The report from city administration says emissions goals are set at reducing corporate emissions by 40 per cent and community emissions by 15 per cent by 2023, leading to an 80 per cent reduction in 2050 compared to 2014 levels.
“The status of the emissions reporting and the LEC progress indicates that while progress is being made in some environmental sectors, 2023 GHG emissions reduction targets are at risk of not being reached,” the report reads.
It adds the 80 per cent reduction target can still be achieved if actions outlined in the Low Emissions Community (LEC) plan are fully implemented according to the recommended timeline.
“The City has many important priorities that compete for resources on an annual basis. The Administration will continue to bring forward projects that support our environmental goals during the annual business plan and budget process. Any actions in the plan that cannot proceed for any reason will be replaced with new, comparable Actions when the LEC Plan is refreshed, which is planned in 2025,” says the report.
The report says from 2014 to 2019, Saskatoon’s Community GHG emissions fell by two per cent. But analysis shows the drop is mostly due to improved accuracy of data, rather than reductions in activities that generate emissions.
It says absolute emissions have remained relatively constant over the five-year period – but despite an increase in Saskatoon’s population, per capita emissions have decreased by 15 per cent.

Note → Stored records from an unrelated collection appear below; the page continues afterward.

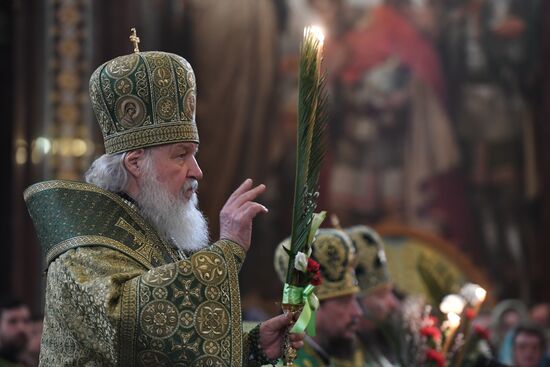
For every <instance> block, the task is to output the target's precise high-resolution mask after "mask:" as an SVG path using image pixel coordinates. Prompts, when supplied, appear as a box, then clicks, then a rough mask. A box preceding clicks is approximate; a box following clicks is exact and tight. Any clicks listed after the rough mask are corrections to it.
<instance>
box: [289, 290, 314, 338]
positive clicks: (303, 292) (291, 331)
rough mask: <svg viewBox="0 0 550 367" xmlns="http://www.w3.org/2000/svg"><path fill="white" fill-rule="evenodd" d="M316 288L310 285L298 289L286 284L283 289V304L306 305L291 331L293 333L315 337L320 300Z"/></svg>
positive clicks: (304, 306) (300, 313)
mask: <svg viewBox="0 0 550 367" xmlns="http://www.w3.org/2000/svg"><path fill="white" fill-rule="evenodd" d="M314 289H315V287H314V286H313V285H311V284H309V285H308V286H307V287H305V288H302V287H296V286H293V285H290V284H288V283H285V287H284V289H283V303H285V304H292V305H301V304H303V305H304V308H303V309H302V312H301V313H300V316H299V317H298V320H296V323H295V324H294V326H293V327H292V329H291V330H290V332H291V333H303V332H304V331H305V332H306V333H307V335H309V336H315V320H316V313H317V308H319V300H318V299H317V296H316V295H315V293H313V290H314Z"/></svg>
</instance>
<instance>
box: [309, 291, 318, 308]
mask: <svg viewBox="0 0 550 367" xmlns="http://www.w3.org/2000/svg"><path fill="white" fill-rule="evenodd" d="M309 304H310V305H311V308H313V309H314V310H317V309H318V308H319V298H317V296H316V295H315V293H313V292H311V294H310V295H309Z"/></svg>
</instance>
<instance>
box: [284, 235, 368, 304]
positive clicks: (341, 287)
mask: <svg viewBox="0 0 550 367" xmlns="http://www.w3.org/2000/svg"><path fill="white" fill-rule="evenodd" d="M283 247H284V248H283ZM285 248H286V249H289V248H290V238H287V239H285V240H284V241H283V242H281V243H280V244H279V245H278V246H277V248H276V249H275V259H274V263H275V264H274V265H275V271H276V272H277V275H278V276H279V279H280V280H281V282H282V283H284V282H285V277H286V273H287V267H288V253H287V252H286V251H285ZM311 248H312V252H311V258H312V259H313V260H315V261H317V262H318V263H319V265H320V271H321V278H322V282H321V284H320V285H317V286H315V295H316V296H317V298H319V300H321V301H322V300H324V299H328V298H335V297H340V296H346V295H350V294H356V293H358V292H359V287H358V286H357V278H356V277H355V270H354V266H355V249H354V248H353V244H352V242H351V239H350V238H349V236H348V235H347V234H346V233H345V232H344V231H341V230H338V229H329V228H321V229H319V230H318V231H317V235H316V236H315V240H314V241H313V244H312V246H311Z"/></svg>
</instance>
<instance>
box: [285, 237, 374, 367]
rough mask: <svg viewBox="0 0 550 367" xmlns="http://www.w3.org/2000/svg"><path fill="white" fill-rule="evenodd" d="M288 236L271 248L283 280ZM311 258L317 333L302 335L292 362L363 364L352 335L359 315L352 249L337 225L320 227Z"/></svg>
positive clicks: (287, 246) (355, 277)
mask: <svg viewBox="0 0 550 367" xmlns="http://www.w3.org/2000/svg"><path fill="white" fill-rule="evenodd" d="M289 246H290V239H286V240H285V241H283V242H282V243H280V244H279V246H278V247H277V249H276V250H275V270H276V271H277V274H278V275H279V279H280V280H281V282H283V283H284V279H285V277H286V269H287V267H288V254H287V253H286V251H285V250H284V249H283V247H285V248H287V249H288V248H289ZM311 258H312V259H313V260H315V261H317V262H318V263H319V265H320V271H321V278H322V283H321V284H320V285H318V286H316V287H315V294H316V295H317V297H318V298H319V301H320V306H319V309H318V310H317V315H316V328H317V334H316V335H315V336H314V337H311V338H310V337H306V339H305V345H304V348H303V349H301V350H299V351H298V357H297V359H296V360H295V361H294V365H295V366H298V367H321V366H329V367H363V364H364V356H363V354H362V351H361V350H360V349H359V348H357V343H356V336H355V333H356V331H357V328H358V325H359V317H360V316H361V308H360V306H359V304H358V303H357V299H356V294H357V292H359V288H358V286H357V278H356V277H355V271H354V268H353V267H354V263H355V250H354V248H353V245H352V243H351V239H350V238H349V237H348V235H347V234H346V233H345V232H344V231H341V230H338V229H320V230H319V231H318V232H317V235H316V237H315V241H314V242H313V245H312V253H311Z"/></svg>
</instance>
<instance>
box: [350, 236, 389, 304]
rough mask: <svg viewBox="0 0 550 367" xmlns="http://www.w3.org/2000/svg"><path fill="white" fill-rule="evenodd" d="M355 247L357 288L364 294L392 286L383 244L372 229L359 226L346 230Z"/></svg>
mask: <svg viewBox="0 0 550 367" xmlns="http://www.w3.org/2000/svg"><path fill="white" fill-rule="evenodd" d="M346 232H347V233H348V234H349V236H350V237H351V239H352V241H353V245H354V246H355V250H356V253H357V255H356V256H357V261H356V263H357V265H356V267H355V272H356V274H357V280H359V288H361V292H362V293H364V294H368V293H371V292H373V291H375V290H376V289H378V288H381V287H384V286H389V285H391V284H392V282H391V279H390V273H389V270H388V262H387V259H386V252H385V251H384V242H383V241H382V238H381V237H380V235H379V234H378V233H377V232H376V231H375V230H374V229H372V228H370V227H367V226H363V225H359V226H353V227H350V228H346Z"/></svg>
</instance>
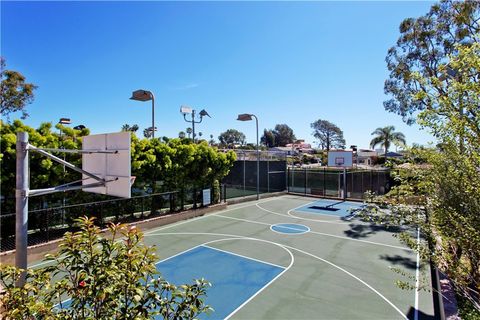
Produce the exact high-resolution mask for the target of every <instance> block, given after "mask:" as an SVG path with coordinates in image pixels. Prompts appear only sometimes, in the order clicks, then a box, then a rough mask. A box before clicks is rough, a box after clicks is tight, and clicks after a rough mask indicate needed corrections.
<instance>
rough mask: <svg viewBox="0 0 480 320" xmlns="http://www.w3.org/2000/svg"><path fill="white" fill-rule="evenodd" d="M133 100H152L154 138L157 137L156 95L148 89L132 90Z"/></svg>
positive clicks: (132, 97)
mask: <svg viewBox="0 0 480 320" xmlns="http://www.w3.org/2000/svg"><path fill="white" fill-rule="evenodd" d="M130 99H131V100H136V101H143V102H145V101H149V100H152V139H153V138H155V96H154V95H153V93H152V92H151V91H148V90H142V89H140V90H136V91H133V92H132V96H131V97H130Z"/></svg>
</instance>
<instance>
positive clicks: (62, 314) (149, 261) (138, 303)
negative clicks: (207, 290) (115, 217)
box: [0, 217, 211, 319]
mask: <svg viewBox="0 0 480 320" xmlns="http://www.w3.org/2000/svg"><path fill="white" fill-rule="evenodd" d="M77 222H78V224H79V226H80V231H78V232H75V233H71V232H68V233H66V234H65V236H64V238H63V241H62V243H61V244H60V250H59V251H58V252H57V253H56V254H53V255H47V256H46V259H45V261H46V262H51V263H52V264H51V265H50V266H48V267H44V268H41V269H36V270H33V269H28V270H25V272H23V271H24V270H20V269H17V268H15V267H12V266H8V265H4V264H0V283H1V284H2V286H3V287H4V291H3V292H2V293H0V305H1V306H3V314H0V317H1V316H3V317H5V318H6V319H151V318H152V317H154V316H156V315H160V316H162V317H163V318H164V319H192V318H195V317H197V316H198V315H199V314H201V313H204V312H208V311H210V310H211V308H210V307H209V306H207V305H205V304H204V301H203V298H204V297H205V295H206V289H207V287H208V286H209V285H210V284H209V283H208V282H207V281H206V280H204V279H200V280H195V283H193V284H190V285H182V286H180V287H177V286H175V285H173V284H171V283H168V282H167V281H166V280H165V279H163V278H162V277H161V275H160V274H159V272H158V271H157V270H156V267H155V262H156V261H157V257H156V255H155V253H154V250H155V249H154V247H148V246H145V245H144V244H143V243H142V241H143V234H142V233H141V232H140V231H139V230H138V229H136V228H135V227H130V228H128V227H127V226H126V225H120V224H110V226H109V228H108V233H109V235H108V236H106V237H103V236H102V235H101V231H100V229H99V228H98V227H96V226H95V225H94V223H93V222H94V221H93V218H87V217H83V218H80V219H78V220H77ZM22 274H24V275H25V278H26V284H25V285H24V286H23V287H16V286H15V282H16V281H18V279H20V278H21V277H22ZM67 297H68V298H70V299H69V300H68V301H67V300H66V299H67ZM0 309H1V308H0Z"/></svg>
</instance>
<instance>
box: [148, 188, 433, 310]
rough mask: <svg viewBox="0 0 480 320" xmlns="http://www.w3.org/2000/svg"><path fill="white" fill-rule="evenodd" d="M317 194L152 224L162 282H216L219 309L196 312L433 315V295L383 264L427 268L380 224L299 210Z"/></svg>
mask: <svg viewBox="0 0 480 320" xmlns="http://www.w3.org/2000/svg"><path fill="white" fill-rule="evenodd" d="M315 201H318V199H314V198H307V197H298V196H292V195H285V196H281V197H274V198H268V199H263V200H260V201H251V202H244V203H241V204H237V205H230V206H229V207H228V209H226V210H223V211H218V212H215V213H212V214H209V215H205V216H202V217H199V218H195V219H190V220H186V221H182V222H179V223H176V224H172V225H168V226H164V227H160V228H158V229H154V230H149V231H148V232H146V235H145V236H146V237H145V239H146V240H145V241H146V242H147V244H150V245H156V247H157V251H158V254H159V256H160V257H161V259H162V260H161V261H159V263H158V264H157V269H159V270H160V271H161V272H162V273H163V275H164V276H165V278H166V279H167V280H168V281H171V282H174V283H176V284H180V283H181V282H191V280H192V279H193V278H198V277H200V276H203V277H205V278H206V279H207V280H209V281H210V282H211V283H212V287H211V288H210V289H209V291H208V293H209V295H208V297H207V303H209V304H210V305H211V306H212V307H213V308H214V309H215V310H216V311H215V312H213V313H211V314H210V315H202V317H201V318H202V319H225V318H227V319H433V302H432V296H431V294H430V293H428V292H425V291H419V292H417V291H415V290H401V289H399V288H398V287H397V286H396V285H395V281H396V280H399V279H401V280H405V279H404V278H402V277H401V276H400V275H399V274H397V273H395V272H393V271H391V270H390V269H389V267H397V268H400V269H401V270H402V271H405V272H407V273H408V274H409V275H411V276H413V277H414V279H415V276H416V274H417V273H418V274H420V275H421V276H423V277H426V278H427V280H428V281H429V279H430V277H429V275H430V270H429V268H428V265H427V264H426V263H424V262H422V261H419V262H418V261H417V254H416V253H415V252H413V251H411V250H410V249H408V248H406V247H405V246H404V245H402V244H401V243H400V242H399V241H398V239H397V238H395V237H394V236H393V235H394V232H393V231H391V230H390V231H389V230H385V229H384V228H383V227H382V226H379V225H373V224H370V223H365V222H361V221H360V220H359V219H358V218H357V217H353V218H352V219H351V220H348V221H347V220H345V219H344V218H343V219H342V217H341V216H334V215H328V214H325V215H323V214H319V213H317V212H308V211H297V209H298V208H301V207H305V206H306V205H309V204H313V203H314V202H315ZM275 226H276V227H275ZM413 232H414V231H413ZM417 265H418V266H419V268H418V269H419V270H418V272H417ZM422 273H423V275H422ZM416 307H417V309H418V311H416Z"/></svg>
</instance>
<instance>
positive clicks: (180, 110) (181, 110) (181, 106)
mask: <svg viewBox="0 0 480 320" xmlns="http://www.w3.org/2000/svg"><path fill="white" fill-rule="evenodd" d="M180 113H182V114H183V115H186V114H191V113H192V108H191V107H189V106H180Z"/></svg>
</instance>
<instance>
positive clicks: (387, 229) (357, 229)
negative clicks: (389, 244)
mask: <svg viewBox="0 0 480 320" xmlns="http://www.w3.org/2000/svg"><path fill="white" fill-rule="evenodd" d="M349 227H350V230H346V231H344V233H345V235H346V236H347V237H350V238H354V239H360V238H366V237H368V236H370V235H372V234H375V233H377V232H385V231H386V232H391V233H398V232H400V228H398V227H393V226H390V227H385V226H379V225H376V224H373V223H371V224H354V223H351V224H349Z"/></svg>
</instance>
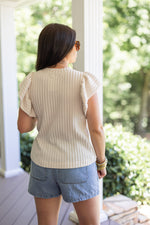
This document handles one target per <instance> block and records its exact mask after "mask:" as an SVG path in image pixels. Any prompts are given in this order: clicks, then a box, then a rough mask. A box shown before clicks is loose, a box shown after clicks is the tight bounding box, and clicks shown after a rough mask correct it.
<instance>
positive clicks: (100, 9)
mask: <svg viewBox="0 0 150 225" xmlns="http://www.w3.org/2000/svg"><path fill="white" fill-rule="evenodd" d="M72 20H73V24H72V25H73V29H75V30H76V32H77V37H76V39H77V40H79V41H80V43H81V48H80V51H79V53H78V58H77V62H76V63H75V65H74V68H75V69H78V70H80V71H87V72H91V73H93V74H94V75H95V76H97V77H99V78H100V80H101V84H102V80H103V66H102V65H103V59H102V36H103V35H102V0H72ZM102 92H103V90H102V88H101V89H100V90H99V92H98V96H99V105H100V112H101V118H102V115H103V113H102V112H103V97H102V96H103V93H102ZM100 205H101V211H100V218H101V222H102V221H105V220H107V219H108V217H107V216H106V214H105V213H104V211H103V210H102V208H103V181H102V180H100Z"/></svg>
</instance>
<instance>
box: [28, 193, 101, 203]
mask: <svg viewBox="0 0 150 225" xmlns="http://www.w3.org/2000/svg"><path fill="white" fill-rule="evenodd" d="M28 192H29V191H28ZM29 194H31V195H33V196H34V197H35V198H44V199H50V198H56V197H59V196H60V195H62V194H59V195H51V194H42V195H41V194H38V193H37V194H33V193H31V192H29ZM97 195H99V191H97V192H95V193H93V194H92V195H91V194H90V195H84V196H83V197H80V198H78V199H72V198H70V199H69V198H67V199H66V198H64V197H63V196H62V197H63V199H64V201H65V202H68V203H74V202H80V201H85V200H88V199H91V198H94V197H95V196H97Z"/></svg>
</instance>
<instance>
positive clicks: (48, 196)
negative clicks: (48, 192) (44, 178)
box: [28, 191, 61, 199]
mask: <svg viewBox="0 0 150 225" xmlns="http://www.w3.org/2000/svg"><path fill="white" fill-rule="evenodd" d="M28 193H29V194H31V195H33V196H34V197H35V198H44V199H49V198H56V197H59V196H60V195H61V194H58V195H51V194H40V193H35V194H33V193H32V192H30V191H28Z"/></svg>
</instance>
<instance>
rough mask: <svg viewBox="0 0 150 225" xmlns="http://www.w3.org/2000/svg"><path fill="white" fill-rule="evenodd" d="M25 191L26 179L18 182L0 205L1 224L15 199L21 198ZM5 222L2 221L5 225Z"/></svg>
mask: <svg viewBox="0 0 150 225" xmlns="http://www.w3.org/2000/svg"><path fill="white" fill-rule="evenodd" d="M26 192H27V180H26V179H24V180H23V181H22V183H20V184H18V185H17V187H16V189H15V190H14V191H13V192H12V193H11V195H9V197H8V198H7V199H6V200H5V202H3V204H2V205H0V224H1V225H2V220H3V219H4V218H5V217H6V215H7V214H8V213H9V211H10V210H11V209H12V208H13V207H14V206H15V204H16V203H17V201H19V199H21V197H22V195H23V194H24V193H26ZM7 218H8V216H7ZM6 224H7V223H4V225H6Z"/></svg>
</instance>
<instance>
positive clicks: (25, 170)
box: [20, 133, 33, 172]
mask: <svg viewBox="0 0 150 225" xmlns="http://www.w3.org/2000/svg"><path fill="white" fill-rule="evenodd" d="M32 143H33V137H32V136H31V135H30V134H29V133H24V134H20V151H21V167H22V168H23V169H24V170H25V171H27V172H29V171H30V162H31V159H30V153H31V148H32Z"/></svg>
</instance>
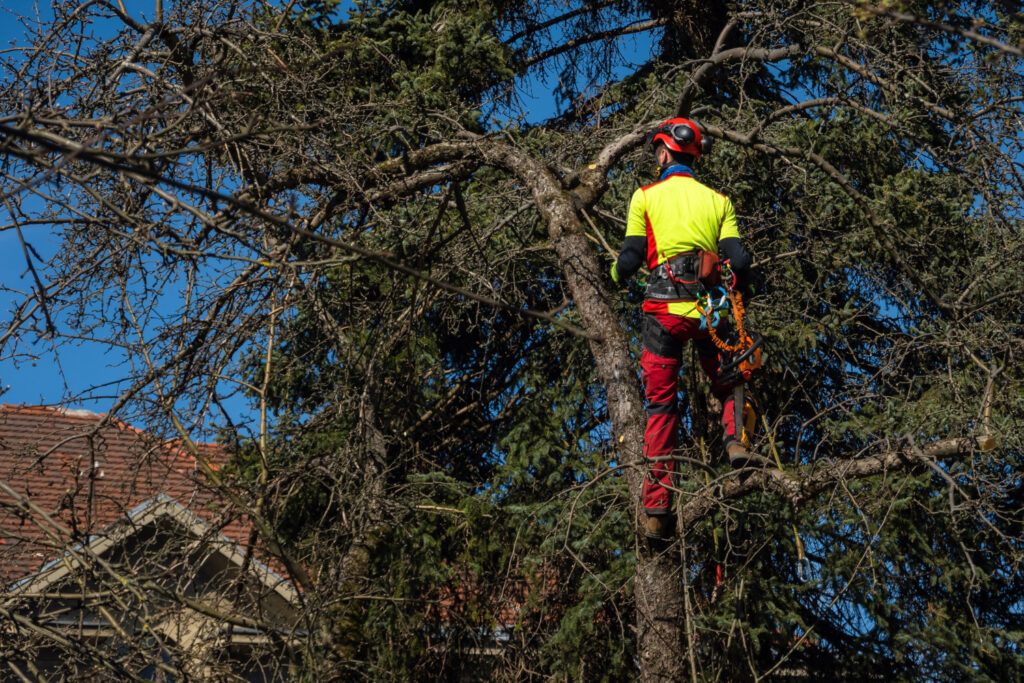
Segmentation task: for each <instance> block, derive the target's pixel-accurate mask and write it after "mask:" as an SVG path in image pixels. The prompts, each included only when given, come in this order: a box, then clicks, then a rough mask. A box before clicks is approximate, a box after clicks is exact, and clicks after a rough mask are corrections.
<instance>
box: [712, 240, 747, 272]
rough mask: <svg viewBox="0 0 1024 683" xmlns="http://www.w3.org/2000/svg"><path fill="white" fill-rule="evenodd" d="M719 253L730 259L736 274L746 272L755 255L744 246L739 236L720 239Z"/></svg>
mask: <svg viewBox="0 0 1024 683" xmlns="http://www.w3.org/2000/svg"><path fill="white" fill-rule="evenodd" d="M718 253H719V254H721V255H722V256H723V257H724V258H727V259H729V263H730V264H731V265H732V271H733V272H735V273H736V276H739V275H740V273H741V272H745V271H746V269H748V268H750V267H751V264H752V263H753V262H754V257H753V256H751V252H749V251H746V248H745V247H743V243H742V242H740V241H739V238H725V239H724V240H722V241H720V242H719V243H718Z"/></svg>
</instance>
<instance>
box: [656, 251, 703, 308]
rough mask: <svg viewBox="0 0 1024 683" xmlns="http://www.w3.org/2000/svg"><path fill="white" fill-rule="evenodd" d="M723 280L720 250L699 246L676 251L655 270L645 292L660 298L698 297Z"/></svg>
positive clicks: (663, 298) (669, 299) (679, 300)
mask: <svg viewBox="0 0 1024 683" xmlns="http://www.w3.org/2000/svg"><path fill="white" fill-rule="evenodd" d="M721 284H722V273H721V270H720V269H719V263H718V254H717V253H715V252H710V251H703V250H700V249H697V250H694V251H688V252H683V253H682V254H676V255H675V256H673V257H672V258H670V259H668V260H667V261H664V262H662V263H660V264H658V265H657V267H655V268H654V269H653V270H651V272H650V276H649V278H647V292H646V295H645V296H646V298H648V299H657V300H659V301H696V300H697V297H698V296H699V294H700V292H701V291H703V290H706V289H709V288H712V287H717V286H718V285H721Z"/></svg>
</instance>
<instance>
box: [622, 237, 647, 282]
mask: <svg viewBox="0 0 1024 683" xmlns="http://www.w3.org/2000/svg"><path fill="white" fill-rule="evenodd" d="M646 251H647V238H642V237H639V236H636V234H633V236H630V237H628V238H626V240H625V241H624V242H623V251H621V252H618V260H617V261H615V269H616V270H618V276H620V278H622V279H623V280H629V279H630V278H632V276H633V274H634V273H636V271H637V270H639V269H640V264H641V263H643V258H644V253H645V252H646Z"/></svg>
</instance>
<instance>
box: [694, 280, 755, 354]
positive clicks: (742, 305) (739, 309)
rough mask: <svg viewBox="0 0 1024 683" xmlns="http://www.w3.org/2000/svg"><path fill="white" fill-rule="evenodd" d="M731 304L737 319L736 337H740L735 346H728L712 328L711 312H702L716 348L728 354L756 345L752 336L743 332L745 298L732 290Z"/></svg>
mask: <svg viewBox="0 0 1024 683" xmlns="http://www.w3.org/2000/svg"><path fill="white" fill-rule="evenodd" d="M729 303H731V304H732V316H733V317H734V318H736V336H737V337H739V343H738V344H735V345H730V344H726V343H725V341H724V340H723V339H722V338H721V337H719V336H718V334H717V333H716V332H715V328H714V327H712V325H711V314H710V311H706V310H701V312H702V313H703V316H705V318H706V319H707V321H708V332H709V333H710V334H711V340H712V342H714V344H715V346H717V347H718V348H720V349H722V350H723V351H725V352H726V353H736V352H738V351H745V350H746V349H749V348H750V347H751V346H753V345H754V340H753V339H751V336H750V335H749V334H746V331H745V330H743V296H742V295H741V294H740V293H739V292H734V291H732V290H730V291H729Z"/></svg>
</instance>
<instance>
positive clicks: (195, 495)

“This indicates that community actions are influencing the rate at which we generate emissions, but not enough to impact the targeted absolute emissions,” the report says.
It outlines various community-focused initiatives in the LEC which progressed in 2020. Those initiatives include the Home Energy Loan Program for energy efficiency, cycling and sidewalk improvements, SaskPower Energy Assistance Program, a long-term water conservation strategy under development and the finalized solid waste reduction and diversion plan.
Actions regarding corporate emissions from the city include replacing street lights with LED fixtures, four electric vehicles for the city’s fleet, electric bus pilot project and a solar assessment for up to eight civic facilities.
The report also reveals areas with little to no near-term progress including improving energy use and thermal energy demand for new residential buildings and developing a commercial and industrial energy and renewables financing program.
The progress report identifies funding as a potential barrier to implementing the LEC plan.
There are also social barriers regarding a smaller uptake in sustainability initiatives by lower income households. It says the city must consider the various impacts on all social groups.
The report is on the agenda for the next Environment, Utilities and Corporate Services Committee meeting, scheduled for Tuesday.